Quand nous aurons retrouvé la liberté, nous écrirons un livre ensemble.

Cependant, Milena accouche d’une petite fille, mais, atteinte d’une septicémie, elle en sort handicapée, avec une jambe raide. À ses yeux, “pour que le mariage ait un sens, il doit être fondé sur une base plus large et plus réelle que l’aspiration au bonheur”. Elle prône “la décence à l’égard de l’autre, la véracité, le foyer, la fidélité, l’amitié”. Elle lance cette exhortation à ses lecteurs : “Grand Dieu, n’ayons pas peur d’un peu de souffrance et de malheur…” De retour à Prague, elle est devenue une journaliste réputée.
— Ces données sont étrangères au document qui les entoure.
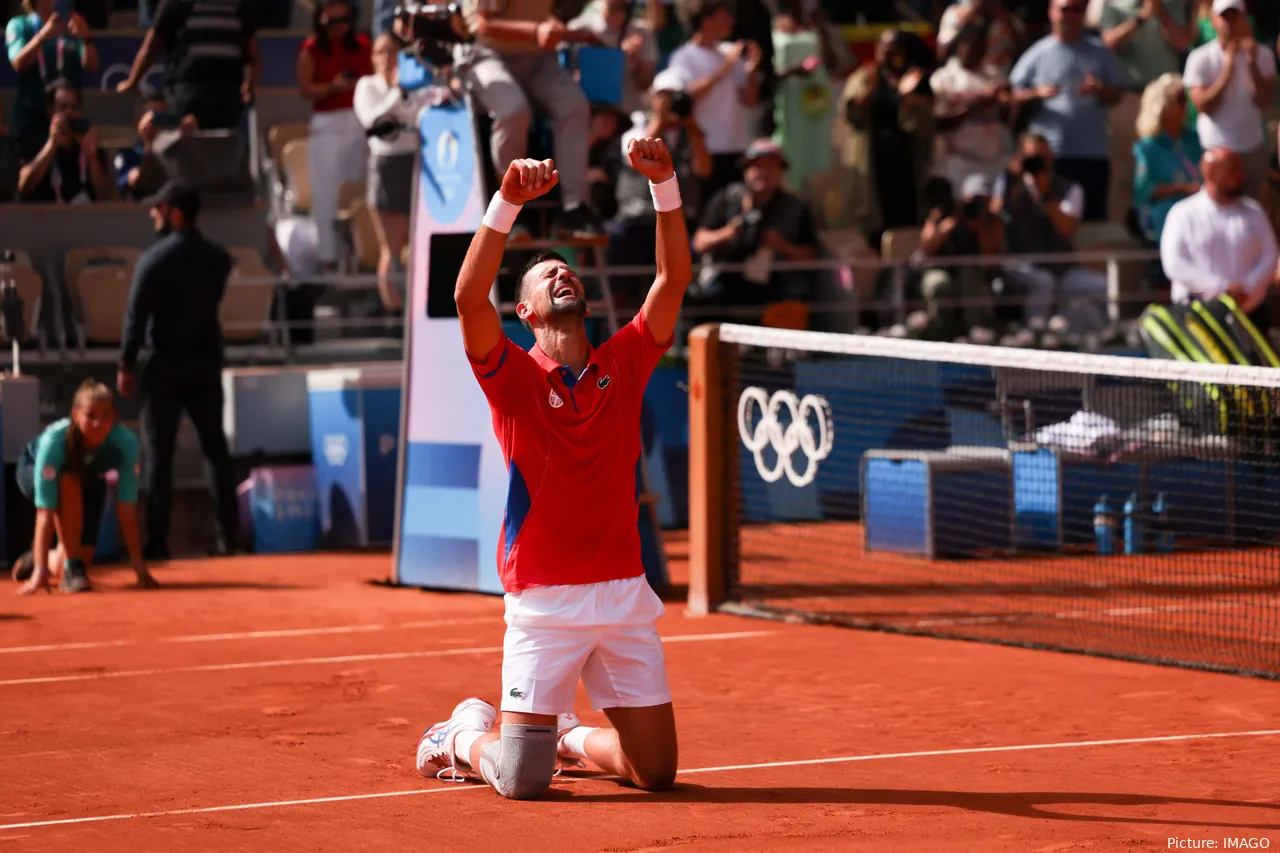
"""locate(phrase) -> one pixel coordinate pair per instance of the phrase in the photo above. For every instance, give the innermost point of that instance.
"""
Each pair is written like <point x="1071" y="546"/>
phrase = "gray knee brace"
<point x="521" y="763"/>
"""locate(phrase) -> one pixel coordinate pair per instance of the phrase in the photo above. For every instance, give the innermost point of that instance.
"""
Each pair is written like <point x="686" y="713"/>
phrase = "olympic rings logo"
<point x="785" y="441"/>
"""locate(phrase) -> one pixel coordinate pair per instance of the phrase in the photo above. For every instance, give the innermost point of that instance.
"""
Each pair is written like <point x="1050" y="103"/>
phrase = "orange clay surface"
<point x="195" y="717"/>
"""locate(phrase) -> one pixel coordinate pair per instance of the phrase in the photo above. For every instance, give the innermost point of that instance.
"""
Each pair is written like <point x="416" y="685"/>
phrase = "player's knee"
<point x="521" y="763"/>
<point x="658" y="776"/>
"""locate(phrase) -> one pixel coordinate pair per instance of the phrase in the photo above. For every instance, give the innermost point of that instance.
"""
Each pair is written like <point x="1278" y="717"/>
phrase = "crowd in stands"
<point x="1023" y="127"/>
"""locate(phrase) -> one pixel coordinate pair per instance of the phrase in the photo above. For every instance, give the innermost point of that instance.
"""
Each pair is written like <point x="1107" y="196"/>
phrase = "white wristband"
<point x="666" y="195"/>
<point x="501" y="215"/>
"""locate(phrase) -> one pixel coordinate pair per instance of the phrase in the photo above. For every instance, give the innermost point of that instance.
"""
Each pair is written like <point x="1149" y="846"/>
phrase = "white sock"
<point x="462" y="743"/>
<point x="574" y="742"/>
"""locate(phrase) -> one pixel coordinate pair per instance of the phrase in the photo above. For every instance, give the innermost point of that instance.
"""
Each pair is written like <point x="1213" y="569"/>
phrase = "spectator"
<point x="1042" y="210"/>
<point x="184" y="370"/>
<point x="1069" y="81"/>
<point x="42" y="50"/>
<point x="1005" y="32"/>
<point x="807" y="60"/>
<point x="72" y="168"/>
<point x="213" y="59"/>
<point x="615" y="26"/>
<point x="1166" y="156"/>
<point x="1232" y="80"/>
<point x="513" y="63"/>
<point x="1148" y="37"/>
<point x="138" y="172"/>
<point x="970" y="97"/>
<point x="606" y="160"/>
<point x="1220" y="242"/>
<point x="670" y="119"/>
<point x="723" y="81"/>
<point x="329" y="64"/>
<point x="392" y="114"/>
<point x="754" y="223"/>
<point x="959" y="297"/>
<point x="890" y="108"/>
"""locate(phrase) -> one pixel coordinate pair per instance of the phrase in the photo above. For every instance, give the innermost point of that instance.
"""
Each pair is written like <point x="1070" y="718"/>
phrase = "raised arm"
<point x="652" y="159"/>
<point x="481" y="327"/>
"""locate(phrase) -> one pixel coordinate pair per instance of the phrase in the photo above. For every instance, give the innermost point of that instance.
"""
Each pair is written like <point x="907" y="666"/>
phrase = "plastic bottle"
<point x="1104" y="527"/>
<point x="1160" y="516"/>
<point x="1133" y="532"/>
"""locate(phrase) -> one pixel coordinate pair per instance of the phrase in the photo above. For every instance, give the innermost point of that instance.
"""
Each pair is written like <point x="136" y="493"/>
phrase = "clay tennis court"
<point x="275" y="703"/>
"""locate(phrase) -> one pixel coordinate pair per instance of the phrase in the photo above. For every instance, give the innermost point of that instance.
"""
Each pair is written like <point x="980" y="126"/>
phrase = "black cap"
<point x="179" y="196"/>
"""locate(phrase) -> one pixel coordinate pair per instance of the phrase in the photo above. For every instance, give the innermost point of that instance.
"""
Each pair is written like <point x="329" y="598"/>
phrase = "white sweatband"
<point x="666" y="195"/>
<point x="501" y="215"/>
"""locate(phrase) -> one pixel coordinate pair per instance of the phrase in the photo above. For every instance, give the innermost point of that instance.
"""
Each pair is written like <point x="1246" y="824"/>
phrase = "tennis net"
<point x="1127" y="507"/>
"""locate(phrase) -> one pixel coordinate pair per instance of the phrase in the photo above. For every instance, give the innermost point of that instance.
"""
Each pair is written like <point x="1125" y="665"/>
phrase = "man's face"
<point x="721" y="24"/>
<point x="552" y="293"/>
<point x="763" y="174"/>
<point x="1068" y="18"/>
<point x="161" y="217"/>
<point x="1226" y="172"/>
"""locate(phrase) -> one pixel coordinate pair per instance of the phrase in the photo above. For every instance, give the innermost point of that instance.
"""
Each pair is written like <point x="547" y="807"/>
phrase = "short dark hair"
<point x="705" y="9"/>
<point x="538" y="259"/>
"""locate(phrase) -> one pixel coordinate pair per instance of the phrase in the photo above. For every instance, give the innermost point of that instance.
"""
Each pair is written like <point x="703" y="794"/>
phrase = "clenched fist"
<point x="528" y="179"/>
<point x="650" y="158"/>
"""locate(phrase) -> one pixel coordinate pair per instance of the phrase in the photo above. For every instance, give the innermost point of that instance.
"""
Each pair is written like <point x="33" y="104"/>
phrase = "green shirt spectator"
<point x="1146" y="46"/>
<point x="44" y="48"/>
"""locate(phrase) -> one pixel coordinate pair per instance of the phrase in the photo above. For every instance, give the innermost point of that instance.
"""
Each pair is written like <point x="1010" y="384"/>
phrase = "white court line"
<point x="274" y="634"/>
<point x="343" y="658"/>
<point x="969" y="751"/>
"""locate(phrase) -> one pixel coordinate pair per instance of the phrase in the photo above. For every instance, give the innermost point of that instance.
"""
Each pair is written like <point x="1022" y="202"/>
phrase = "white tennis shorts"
<point x="602" y="633"/>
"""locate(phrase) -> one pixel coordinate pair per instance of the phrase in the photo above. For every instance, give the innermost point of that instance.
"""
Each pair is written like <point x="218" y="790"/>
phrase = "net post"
<point x="705" y="473"/>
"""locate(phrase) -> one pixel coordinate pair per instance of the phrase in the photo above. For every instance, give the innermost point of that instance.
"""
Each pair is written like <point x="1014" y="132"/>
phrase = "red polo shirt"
<point x="572" y="450"/>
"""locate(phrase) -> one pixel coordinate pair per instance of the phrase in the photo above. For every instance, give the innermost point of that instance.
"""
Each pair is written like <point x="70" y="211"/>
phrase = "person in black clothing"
<point x="213" y="59"/>
<point x="178" y="287"/>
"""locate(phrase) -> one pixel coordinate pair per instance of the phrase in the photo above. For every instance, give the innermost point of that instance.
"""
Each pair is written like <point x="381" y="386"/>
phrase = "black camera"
<point x="433" y="30"/>
<point x="681" y="104"/>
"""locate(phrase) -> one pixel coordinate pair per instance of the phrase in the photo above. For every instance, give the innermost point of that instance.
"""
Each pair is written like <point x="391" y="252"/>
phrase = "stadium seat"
<point x="296" y="176"/>
<point x="113" y="137"/>
<point x="104" y="293"/>
<point x="31" y="288"/>
<point x="899" y="245"/>
<point x="246" y="310"/>
<point x="80" y="259"/>
<point x="280" y="135"/>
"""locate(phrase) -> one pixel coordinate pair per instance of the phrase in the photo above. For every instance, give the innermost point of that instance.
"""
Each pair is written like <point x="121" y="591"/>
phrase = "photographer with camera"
<point x="512" y="65"/>
<point x="671" y="119"/>
<point x="1042" y="211"/>
<point x="389" y="117"/>
<point x="45" y="44"/>
<point x="753" y="223"/>
<point x="138" y="170"/>
<point x="959" y="297"/>
<point x="72" y="168"/>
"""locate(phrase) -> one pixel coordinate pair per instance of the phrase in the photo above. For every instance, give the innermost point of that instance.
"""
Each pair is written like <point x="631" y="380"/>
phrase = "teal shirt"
<point x="1159" y="160"/>
<point x="62" y="59"/>
<point x="119" y="454"/>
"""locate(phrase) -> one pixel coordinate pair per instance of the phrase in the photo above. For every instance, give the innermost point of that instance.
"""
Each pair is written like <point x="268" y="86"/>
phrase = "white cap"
<point x="668" y="81"/>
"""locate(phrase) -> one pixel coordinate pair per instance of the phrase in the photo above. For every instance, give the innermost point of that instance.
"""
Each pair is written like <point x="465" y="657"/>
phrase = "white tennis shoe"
<point x="435" y="747"/>
<point x="563" y="725"/>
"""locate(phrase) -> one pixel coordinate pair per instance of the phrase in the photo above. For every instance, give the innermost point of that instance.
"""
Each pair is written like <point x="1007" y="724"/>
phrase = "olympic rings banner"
<point x="453" y="480"/>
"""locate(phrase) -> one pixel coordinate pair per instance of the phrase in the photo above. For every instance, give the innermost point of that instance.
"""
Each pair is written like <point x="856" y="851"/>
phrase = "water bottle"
<point x="1104" y="527"/>
<point x="1133" y="524"/>
<point x="1164" y="527"/>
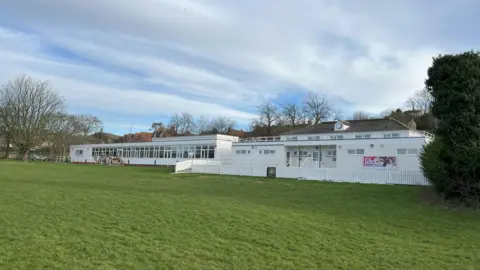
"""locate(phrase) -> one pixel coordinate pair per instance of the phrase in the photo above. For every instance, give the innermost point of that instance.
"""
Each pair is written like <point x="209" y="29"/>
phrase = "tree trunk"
<point x="25" y="155"/>
<point x="7" y="148"/>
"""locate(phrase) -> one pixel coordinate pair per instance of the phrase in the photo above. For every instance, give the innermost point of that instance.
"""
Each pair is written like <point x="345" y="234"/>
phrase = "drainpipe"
<point x="299" y="155"/>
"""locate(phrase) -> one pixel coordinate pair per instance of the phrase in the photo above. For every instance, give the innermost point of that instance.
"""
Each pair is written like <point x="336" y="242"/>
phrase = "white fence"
<point x="322" y="174"/>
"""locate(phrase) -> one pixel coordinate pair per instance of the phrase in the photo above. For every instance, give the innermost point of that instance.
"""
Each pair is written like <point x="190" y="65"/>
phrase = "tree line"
<point x="452" y="162"/>
<point x="33" y="115"/>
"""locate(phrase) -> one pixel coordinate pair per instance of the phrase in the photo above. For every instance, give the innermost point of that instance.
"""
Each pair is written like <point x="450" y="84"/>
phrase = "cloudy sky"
<point x="135" y="62"/>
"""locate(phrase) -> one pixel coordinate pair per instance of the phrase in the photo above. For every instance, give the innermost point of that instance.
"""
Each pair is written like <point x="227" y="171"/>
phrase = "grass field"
<point x="80" y="216"/>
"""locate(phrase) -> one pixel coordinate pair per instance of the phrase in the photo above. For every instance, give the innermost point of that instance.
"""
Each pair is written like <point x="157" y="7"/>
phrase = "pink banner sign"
<point x="381" y="163"/>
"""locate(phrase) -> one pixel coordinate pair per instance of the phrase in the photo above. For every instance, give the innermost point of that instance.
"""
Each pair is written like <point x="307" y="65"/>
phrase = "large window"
<point x="391" y="135"/>
<point x="404" y="151"/>
<point x="363" y="136"/>
<point x="356" y="151"/>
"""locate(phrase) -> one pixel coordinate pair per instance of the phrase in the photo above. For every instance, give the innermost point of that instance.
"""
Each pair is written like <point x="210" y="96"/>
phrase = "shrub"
<point x="433" y="166"/>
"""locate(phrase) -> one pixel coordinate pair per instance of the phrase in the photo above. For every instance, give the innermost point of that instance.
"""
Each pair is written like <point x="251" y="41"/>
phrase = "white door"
<point x="315" y="159"/>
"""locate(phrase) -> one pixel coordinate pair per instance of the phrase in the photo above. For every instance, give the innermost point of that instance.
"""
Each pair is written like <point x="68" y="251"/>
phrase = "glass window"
<point x="174" y="152"/>
<point x="198" y="151"/>
<point x="412" y="151"/>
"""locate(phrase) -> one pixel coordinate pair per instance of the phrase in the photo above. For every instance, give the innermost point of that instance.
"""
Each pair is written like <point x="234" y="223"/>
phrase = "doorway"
<point x="204" y="153"/>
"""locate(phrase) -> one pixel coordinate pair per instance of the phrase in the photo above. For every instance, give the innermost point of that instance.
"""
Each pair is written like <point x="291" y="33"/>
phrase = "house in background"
<point x="137" y="137"/>
<point x="335" y="150"/>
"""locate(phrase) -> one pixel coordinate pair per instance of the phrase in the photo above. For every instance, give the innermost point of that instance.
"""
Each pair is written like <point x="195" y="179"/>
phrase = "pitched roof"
<point x="368" y="125"/>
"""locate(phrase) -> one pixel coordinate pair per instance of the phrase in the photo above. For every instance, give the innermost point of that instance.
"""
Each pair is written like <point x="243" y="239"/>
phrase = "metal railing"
<point x="418" y="134"/>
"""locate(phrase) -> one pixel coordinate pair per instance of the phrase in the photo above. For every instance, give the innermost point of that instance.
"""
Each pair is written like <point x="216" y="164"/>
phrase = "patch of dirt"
<point x="428" y="195"/>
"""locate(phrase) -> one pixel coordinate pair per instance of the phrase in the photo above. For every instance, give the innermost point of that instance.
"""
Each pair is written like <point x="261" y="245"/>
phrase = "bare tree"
<point x="360" y="115"/>
<point x="386" y="112"/>
<point x="269" y="116"/>
<point x="337" y="114"/>
<point x="202" y="125"/>
<point x="187" y="124"/>
<point x="62" y="129"/>
<point x="88" y="124"/>
<point x="26" y="108"/>
<point x="6" y="138"/>
<point x="182" y="124"/>
<point x="420" y="100"/>
<point x="317" y="108"/>
<point x="424" y="100"/>
<point x="292" y="114"/>
<point x="222" y="125"/>
<point x="158" y="129"/>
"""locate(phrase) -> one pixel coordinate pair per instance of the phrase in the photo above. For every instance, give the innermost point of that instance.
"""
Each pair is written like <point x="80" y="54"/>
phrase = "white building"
<point x="161" y="151"/>
<point x="357" y="150"/>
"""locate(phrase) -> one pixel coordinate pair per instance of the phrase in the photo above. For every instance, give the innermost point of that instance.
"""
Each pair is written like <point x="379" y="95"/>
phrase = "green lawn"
<point x="81" y="216"/>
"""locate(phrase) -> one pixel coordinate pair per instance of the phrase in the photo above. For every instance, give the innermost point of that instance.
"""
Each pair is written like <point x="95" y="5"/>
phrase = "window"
<point x="355" y="151"/>
<point x="391" y="135"/>
<point x="412" y="151"/>
<point x="336" y="137"/>
<point x="363" y="136"/>
<point x="211" y="152"/>
<point x="404" y="151"/>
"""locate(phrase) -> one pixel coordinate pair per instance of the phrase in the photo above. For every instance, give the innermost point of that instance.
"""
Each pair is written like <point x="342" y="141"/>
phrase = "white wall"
<point x="253" y="155"/>
<point x="334" y="175"/>
<point x="350" y="135"/>
<point x="380" y="148"/>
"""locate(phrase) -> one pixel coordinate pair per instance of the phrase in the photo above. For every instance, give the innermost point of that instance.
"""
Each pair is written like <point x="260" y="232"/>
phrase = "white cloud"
<point x="228" y="55"/>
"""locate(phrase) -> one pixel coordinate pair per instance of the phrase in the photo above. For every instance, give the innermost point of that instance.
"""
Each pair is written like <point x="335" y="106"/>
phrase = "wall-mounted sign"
<point x="381" y="163"/>
<point x="271" y="172"/>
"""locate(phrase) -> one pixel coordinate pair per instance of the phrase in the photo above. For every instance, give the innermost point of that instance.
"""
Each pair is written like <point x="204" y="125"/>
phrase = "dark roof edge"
<point x="402" y="124"/>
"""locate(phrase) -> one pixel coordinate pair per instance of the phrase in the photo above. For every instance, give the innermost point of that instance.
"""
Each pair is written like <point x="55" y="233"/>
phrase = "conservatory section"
<point x="157" y="152"/>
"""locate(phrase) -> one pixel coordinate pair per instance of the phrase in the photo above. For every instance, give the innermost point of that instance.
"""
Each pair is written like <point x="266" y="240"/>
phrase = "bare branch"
<point x="26" y="108"/>
<point x="317" y="109"/>
<point x="292" y="114"/>
<point x="360" y="115"/>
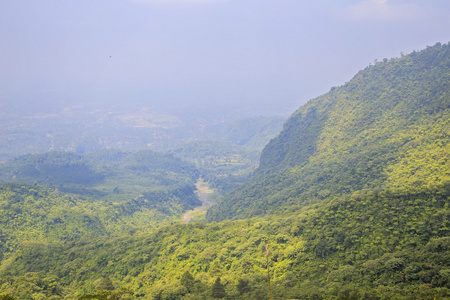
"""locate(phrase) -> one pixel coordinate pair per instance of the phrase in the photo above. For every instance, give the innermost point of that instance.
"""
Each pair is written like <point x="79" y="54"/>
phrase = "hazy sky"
<point x="272" y="54"/>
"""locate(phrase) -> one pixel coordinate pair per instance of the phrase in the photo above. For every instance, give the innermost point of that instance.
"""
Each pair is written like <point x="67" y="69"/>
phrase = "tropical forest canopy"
<point x="351" y="199"/>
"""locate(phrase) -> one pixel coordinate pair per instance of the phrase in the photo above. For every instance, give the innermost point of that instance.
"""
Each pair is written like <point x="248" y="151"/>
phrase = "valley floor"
<point x="203" y="193"/>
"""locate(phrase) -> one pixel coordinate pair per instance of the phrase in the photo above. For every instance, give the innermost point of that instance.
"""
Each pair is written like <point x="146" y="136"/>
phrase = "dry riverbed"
<point x="203" y="193"/>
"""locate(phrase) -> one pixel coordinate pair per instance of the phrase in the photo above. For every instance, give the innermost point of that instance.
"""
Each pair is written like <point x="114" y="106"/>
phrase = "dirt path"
<point x="203" y="192"/>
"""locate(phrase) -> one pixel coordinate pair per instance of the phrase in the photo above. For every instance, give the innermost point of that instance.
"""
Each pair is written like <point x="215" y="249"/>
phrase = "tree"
<point x="188" y="281"/>
<point x="218" y="290"/>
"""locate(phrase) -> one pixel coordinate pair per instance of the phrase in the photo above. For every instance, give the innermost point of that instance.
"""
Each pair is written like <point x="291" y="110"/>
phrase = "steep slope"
<point x="389" y="127"/>
<point x="368" y="245"/>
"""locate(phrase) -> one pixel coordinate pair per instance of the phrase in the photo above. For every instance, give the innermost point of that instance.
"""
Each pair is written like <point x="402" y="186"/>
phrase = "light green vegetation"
<point x="386" y="128"/>
<point x="352" y="197"/>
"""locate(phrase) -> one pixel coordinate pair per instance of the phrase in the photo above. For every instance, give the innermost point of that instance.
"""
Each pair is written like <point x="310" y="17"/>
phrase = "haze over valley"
<point x="222" y="149"/>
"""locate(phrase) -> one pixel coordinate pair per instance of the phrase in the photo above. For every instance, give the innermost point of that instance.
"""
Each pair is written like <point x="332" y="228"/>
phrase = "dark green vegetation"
<point x="129" y="189"/>
<point x="352" y="197"/>
<point x="378" y="245"/>
<point x="386" y="128"/>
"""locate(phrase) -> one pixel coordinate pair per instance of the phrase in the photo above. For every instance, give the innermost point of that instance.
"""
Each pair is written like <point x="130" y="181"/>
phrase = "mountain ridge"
<point x="357" y="136"/>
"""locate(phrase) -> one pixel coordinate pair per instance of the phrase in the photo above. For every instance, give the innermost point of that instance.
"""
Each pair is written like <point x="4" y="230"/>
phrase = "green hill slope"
<point x="389" y="127"/>
<point x="384" y="245"/>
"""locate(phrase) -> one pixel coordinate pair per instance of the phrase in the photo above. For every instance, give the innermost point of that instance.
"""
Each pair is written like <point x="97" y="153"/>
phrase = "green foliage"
<point x="386" y="128"/>
<point x="218" y="290"/>
<point x="389" y="244"/>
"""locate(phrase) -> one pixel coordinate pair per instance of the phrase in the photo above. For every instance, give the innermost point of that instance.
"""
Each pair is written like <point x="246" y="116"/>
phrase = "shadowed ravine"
<point x="203" y="192"/>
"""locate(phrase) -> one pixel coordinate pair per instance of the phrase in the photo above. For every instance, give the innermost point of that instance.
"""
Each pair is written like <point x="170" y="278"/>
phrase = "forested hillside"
<point x="352" y="198"/>
<point x="370" y="245"/>
<point x="387" y="128"/>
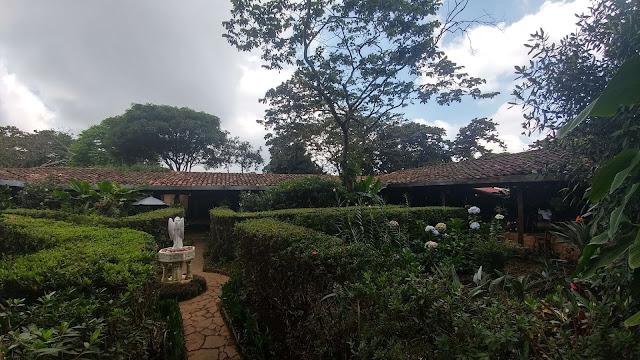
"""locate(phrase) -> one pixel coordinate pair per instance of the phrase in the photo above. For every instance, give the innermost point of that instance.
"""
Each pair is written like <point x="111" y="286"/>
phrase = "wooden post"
<point x="520" y="205"/>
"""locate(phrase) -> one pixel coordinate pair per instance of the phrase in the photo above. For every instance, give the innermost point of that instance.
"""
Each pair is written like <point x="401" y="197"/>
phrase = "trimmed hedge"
<point x="91" y="289"/>
<point x="151" y="222"/>
<point x="77" y="256"/>
<point x="274" y="254"/>
<point x="332" y="221"/>
<point x="182" y="292"/>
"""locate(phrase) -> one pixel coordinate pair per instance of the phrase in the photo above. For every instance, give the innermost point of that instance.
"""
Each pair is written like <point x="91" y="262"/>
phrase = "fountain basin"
<point x="173" y="261"/>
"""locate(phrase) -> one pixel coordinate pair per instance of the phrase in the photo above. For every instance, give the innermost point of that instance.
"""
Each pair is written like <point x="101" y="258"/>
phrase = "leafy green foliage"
<point x="303" y="294"/>
<point x="87" y="294"/>
<point x="174" y="347"/>
<point x="89" y="149"/>
<point x="356" y="63"/>
<point x="40" y="148"/>
<point x="615" y="184"/>
<point x="152" y="222"/>
<point x="289" y="158"/>
<point x="621" y="90"/>
<point x="302" y="192"/>
<point x="84" y="257"/>
<point x="37" y="195"/>
<point x="182" y="292"/>
<point x="333" y="221"/>
<point x="6" y="197"/>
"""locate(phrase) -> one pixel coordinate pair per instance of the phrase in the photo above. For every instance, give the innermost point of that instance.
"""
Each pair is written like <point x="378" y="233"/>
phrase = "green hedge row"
<point x="72" y="256"/>
<point x="274" y="254"/>
<point x="152" y="222"/>
<point x="77" y="291"/>
<point x="332" y="221"/>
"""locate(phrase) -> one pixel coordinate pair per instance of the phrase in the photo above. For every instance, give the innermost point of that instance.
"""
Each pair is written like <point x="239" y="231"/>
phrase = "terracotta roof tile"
<point x="494" y="168"/>
<point x="168" y="179"/>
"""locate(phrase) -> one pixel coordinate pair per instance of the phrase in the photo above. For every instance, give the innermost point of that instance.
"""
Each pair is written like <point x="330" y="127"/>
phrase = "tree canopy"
<point x="148" y="134"/>
<point x="355" y="61"/>
<point x="40" y="148"/>
<point x="179" y="137"/>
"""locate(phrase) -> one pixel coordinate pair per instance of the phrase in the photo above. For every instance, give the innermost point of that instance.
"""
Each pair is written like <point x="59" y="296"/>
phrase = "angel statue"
<point x="176" y="231"/>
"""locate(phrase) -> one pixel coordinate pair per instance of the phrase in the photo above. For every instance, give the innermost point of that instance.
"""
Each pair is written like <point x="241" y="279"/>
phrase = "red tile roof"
<point x="493" y="169"/>
<point x="151" y="179"/>
<point x="489" y="170"/>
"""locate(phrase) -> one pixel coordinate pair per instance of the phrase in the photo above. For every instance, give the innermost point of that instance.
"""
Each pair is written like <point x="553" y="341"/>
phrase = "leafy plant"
<point x="6" y="197"/>
<point x="614" y="186"/>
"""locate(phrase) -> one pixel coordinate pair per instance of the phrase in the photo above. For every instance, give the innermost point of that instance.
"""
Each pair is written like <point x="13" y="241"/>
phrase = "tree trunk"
<point x="346" y="172"/>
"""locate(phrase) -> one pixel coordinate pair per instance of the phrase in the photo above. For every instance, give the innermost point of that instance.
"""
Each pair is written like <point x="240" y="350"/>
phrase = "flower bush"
<point x="399" y="301"/>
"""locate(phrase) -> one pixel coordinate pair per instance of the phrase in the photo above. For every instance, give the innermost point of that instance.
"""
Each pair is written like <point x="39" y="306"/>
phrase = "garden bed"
<point x="77" y="289"/>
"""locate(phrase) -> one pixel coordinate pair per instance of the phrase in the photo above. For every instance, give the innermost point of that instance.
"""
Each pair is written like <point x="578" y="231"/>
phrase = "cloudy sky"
<point x="68" y="64"/>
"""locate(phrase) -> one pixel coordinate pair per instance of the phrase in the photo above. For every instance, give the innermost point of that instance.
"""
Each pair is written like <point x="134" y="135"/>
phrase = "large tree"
<point x="179" y="137"/>
<point x="354" y="60"/>
<point x="39" y="148"/>
<point x="247" y="157"/>
<point x="290" y="156"/>
<point x="473" y="139"/>
<point x="562" y="78"/>
<point x="89" y="148"/>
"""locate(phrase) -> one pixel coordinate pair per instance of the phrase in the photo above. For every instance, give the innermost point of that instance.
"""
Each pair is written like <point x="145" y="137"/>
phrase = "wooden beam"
<point x="520" y="206"/>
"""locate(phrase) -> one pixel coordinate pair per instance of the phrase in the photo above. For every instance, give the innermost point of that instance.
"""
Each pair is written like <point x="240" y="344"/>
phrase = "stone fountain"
<point x="176" y="258"/>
Elle entre au Parti communiste tchèque, mais rebelle à tout conformisme, s’en fait exclure en 1936.

Collaboratrice de Kafka

Milena Jesenska collabore comme traductrice avec Franz Kafka, ce ténor juif de l’ironie et de l’indépendance d’esprit qui a écrit Le Procès et Le Château : ces textes prophétiques font pressentir les cauchemars politiques des bureaucraties totalitaires du XXe siècle naissant… Milena voit en Kafka “une pureté spirituelle qui l’éloignait de tout compromis” et “le sentiment de l’irrévocable nécessité de la perfection et de la vérité”. Comme journaliste, elle met en garde ses compatriotes tchèques contre le danger de l’invasion de leur pays par l’Allemagne nazie. Résistante à Prague dès l’invasion de 1938, elle cache et fait passer à l’étranger des juifs et des officiers. Arrêtée en 1939 par la Gestapo, elle est déportée elle aussi à Ravensbrück. Jeune mère, elle a cruellement conscience de laisser derrière elle une enfant condamnée à devenir orpheline. À Ravensbrück, bientôt, Milena dit à sa nouvelle amie Margarete : “Quand nous aurons retrouvé la liberté, nous écrirons un livre ensemble.” Elle est la première à mûrir le projet d’un ouvrage sur les camps des deux systèmes totalitaires, avec leurs entreprises parallèles de réduction en esclavage de millions d’êtres humains. 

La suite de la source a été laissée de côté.